Kawaguchi then became an independent monk, lived with his brother's family for the rest of his life, and earned an income from scholarly publications. He refused to assist the military police when they sought intelligence on Tibet and died in 1945.

He was a friend of Mrs. Annie Besant, the president of the Theosophical Society, who encouraged him to publish the English text of his book Three Years in Tibet.

The Nepalese government issued a postage stamp in 2003 commemorating Kawaguchi's visits to the country. He is also said to have planted two saplings of Himalayan cicada trees (also called: Riang Riang; Ploiarium alternifolium), which he had brought back with him, near the gate of the Obaku-san Manpukuji Zen Buddhist temple on the outskirts of Kyoto, where he had studied as a young man.
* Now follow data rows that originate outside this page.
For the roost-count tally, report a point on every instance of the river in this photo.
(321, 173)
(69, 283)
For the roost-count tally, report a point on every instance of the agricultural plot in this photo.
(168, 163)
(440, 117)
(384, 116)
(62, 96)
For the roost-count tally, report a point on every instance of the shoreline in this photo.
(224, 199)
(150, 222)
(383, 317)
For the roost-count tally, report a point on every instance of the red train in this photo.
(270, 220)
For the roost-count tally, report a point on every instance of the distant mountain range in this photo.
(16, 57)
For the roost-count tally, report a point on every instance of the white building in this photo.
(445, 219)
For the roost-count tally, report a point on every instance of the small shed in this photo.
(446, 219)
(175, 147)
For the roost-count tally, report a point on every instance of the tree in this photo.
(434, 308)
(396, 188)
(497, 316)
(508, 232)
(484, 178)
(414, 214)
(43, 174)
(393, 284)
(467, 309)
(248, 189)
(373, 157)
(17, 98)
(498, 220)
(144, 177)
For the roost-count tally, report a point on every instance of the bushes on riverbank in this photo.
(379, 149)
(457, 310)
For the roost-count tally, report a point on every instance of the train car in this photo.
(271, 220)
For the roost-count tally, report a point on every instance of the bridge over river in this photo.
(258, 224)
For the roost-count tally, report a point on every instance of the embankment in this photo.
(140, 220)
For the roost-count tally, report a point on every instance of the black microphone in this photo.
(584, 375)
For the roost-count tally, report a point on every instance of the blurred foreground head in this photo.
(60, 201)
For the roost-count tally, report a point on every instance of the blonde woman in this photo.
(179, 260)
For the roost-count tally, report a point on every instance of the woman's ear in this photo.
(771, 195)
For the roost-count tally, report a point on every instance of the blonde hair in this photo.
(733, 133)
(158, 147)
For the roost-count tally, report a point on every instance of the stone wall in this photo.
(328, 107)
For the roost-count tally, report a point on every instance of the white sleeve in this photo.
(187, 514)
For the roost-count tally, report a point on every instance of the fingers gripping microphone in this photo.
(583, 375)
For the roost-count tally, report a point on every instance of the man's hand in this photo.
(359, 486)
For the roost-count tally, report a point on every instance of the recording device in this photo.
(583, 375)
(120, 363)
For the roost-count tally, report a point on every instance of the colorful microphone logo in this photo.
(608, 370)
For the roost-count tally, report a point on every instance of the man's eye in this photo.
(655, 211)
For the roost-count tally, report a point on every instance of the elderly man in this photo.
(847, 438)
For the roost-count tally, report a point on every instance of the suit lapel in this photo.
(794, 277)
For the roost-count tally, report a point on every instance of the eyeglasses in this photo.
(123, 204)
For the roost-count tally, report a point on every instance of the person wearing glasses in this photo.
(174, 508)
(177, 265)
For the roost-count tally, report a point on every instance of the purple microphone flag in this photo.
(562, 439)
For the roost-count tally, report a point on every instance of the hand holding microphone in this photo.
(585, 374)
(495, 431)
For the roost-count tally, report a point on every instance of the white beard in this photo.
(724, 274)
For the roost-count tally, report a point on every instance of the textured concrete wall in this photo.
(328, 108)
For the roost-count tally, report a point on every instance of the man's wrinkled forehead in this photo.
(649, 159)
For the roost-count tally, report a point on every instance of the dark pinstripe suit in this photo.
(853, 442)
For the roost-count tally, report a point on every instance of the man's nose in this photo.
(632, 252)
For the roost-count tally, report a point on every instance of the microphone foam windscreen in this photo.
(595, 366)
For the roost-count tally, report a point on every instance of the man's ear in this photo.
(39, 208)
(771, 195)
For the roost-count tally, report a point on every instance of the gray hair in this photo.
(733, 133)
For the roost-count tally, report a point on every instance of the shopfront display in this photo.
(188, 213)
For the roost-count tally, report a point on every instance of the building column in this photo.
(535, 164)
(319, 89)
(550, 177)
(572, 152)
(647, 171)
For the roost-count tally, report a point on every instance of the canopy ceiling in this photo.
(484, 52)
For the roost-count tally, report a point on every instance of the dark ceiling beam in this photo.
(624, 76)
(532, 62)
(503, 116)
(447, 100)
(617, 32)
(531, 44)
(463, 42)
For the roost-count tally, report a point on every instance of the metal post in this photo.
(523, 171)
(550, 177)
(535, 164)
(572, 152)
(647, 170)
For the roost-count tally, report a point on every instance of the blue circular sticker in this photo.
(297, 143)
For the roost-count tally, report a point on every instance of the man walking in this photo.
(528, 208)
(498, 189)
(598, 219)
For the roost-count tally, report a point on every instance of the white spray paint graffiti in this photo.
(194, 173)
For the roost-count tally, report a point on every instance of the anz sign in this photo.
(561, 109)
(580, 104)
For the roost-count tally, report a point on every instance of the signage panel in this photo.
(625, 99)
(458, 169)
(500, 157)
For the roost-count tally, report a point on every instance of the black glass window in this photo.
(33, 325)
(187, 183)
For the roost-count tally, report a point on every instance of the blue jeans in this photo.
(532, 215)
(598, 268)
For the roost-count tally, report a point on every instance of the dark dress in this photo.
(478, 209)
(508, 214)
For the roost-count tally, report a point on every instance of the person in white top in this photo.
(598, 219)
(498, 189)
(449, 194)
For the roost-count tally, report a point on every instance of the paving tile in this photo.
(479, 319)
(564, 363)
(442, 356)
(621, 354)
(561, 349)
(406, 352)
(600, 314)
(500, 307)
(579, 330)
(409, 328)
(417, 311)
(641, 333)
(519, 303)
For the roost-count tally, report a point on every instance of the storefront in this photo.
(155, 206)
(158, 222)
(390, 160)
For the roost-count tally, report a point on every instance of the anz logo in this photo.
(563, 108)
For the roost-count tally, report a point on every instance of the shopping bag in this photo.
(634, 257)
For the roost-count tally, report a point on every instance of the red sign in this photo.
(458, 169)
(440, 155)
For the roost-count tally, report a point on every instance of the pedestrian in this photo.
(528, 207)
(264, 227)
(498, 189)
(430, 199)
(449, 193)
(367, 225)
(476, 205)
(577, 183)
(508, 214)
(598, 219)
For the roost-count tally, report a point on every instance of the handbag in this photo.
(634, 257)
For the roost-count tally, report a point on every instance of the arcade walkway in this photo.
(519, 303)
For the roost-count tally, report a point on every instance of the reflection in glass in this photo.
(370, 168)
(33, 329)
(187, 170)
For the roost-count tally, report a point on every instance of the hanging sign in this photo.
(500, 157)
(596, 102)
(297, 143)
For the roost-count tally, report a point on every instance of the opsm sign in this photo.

==Buddhist doctrinal reformer==
Kawaguchi was disturbed by the confusing messages of the main objects of veneration based on a pantheon of deities, spirits, historical and mythological figures. Instead, he called for a return to veneration of Shakyamuni and lay-centered practice.

==Sources==
- Berry, Scott (1989). "A Stranger in Tibet: The Adventures of a Wandering Zen Monk" Also published as A Stranger in Tibet: Adventures of a Zen Monk by HarperCollins (1990) ISBN 978-0-00-215337-9.
- Chen, Fei (2020). "Buddhisizing the World: Global Imperialism and Kawaguchi Ekai's Travels in Tibet"
- Hopkirk, Peter (1997): Trespassers on the Roof of the World: The Secret Exploration of Tibet. Kodansha Globe (Pbk). ISBN 978-1-56836-050-8.
- Kawaguchi, Ekai (1909). "Three Years in Tibet" Reprint: Book Faith India (1995), Delhi. ISBN 81-7303-036-7.
- Okuyama, Naoji (2008). "Images of Tibet in the 19th and 20th centuries"
- Subedi, Abhi: Ekai Kawaguchi:The Trespassing Insider. Mandala Book Point. Kathmandu, 1999.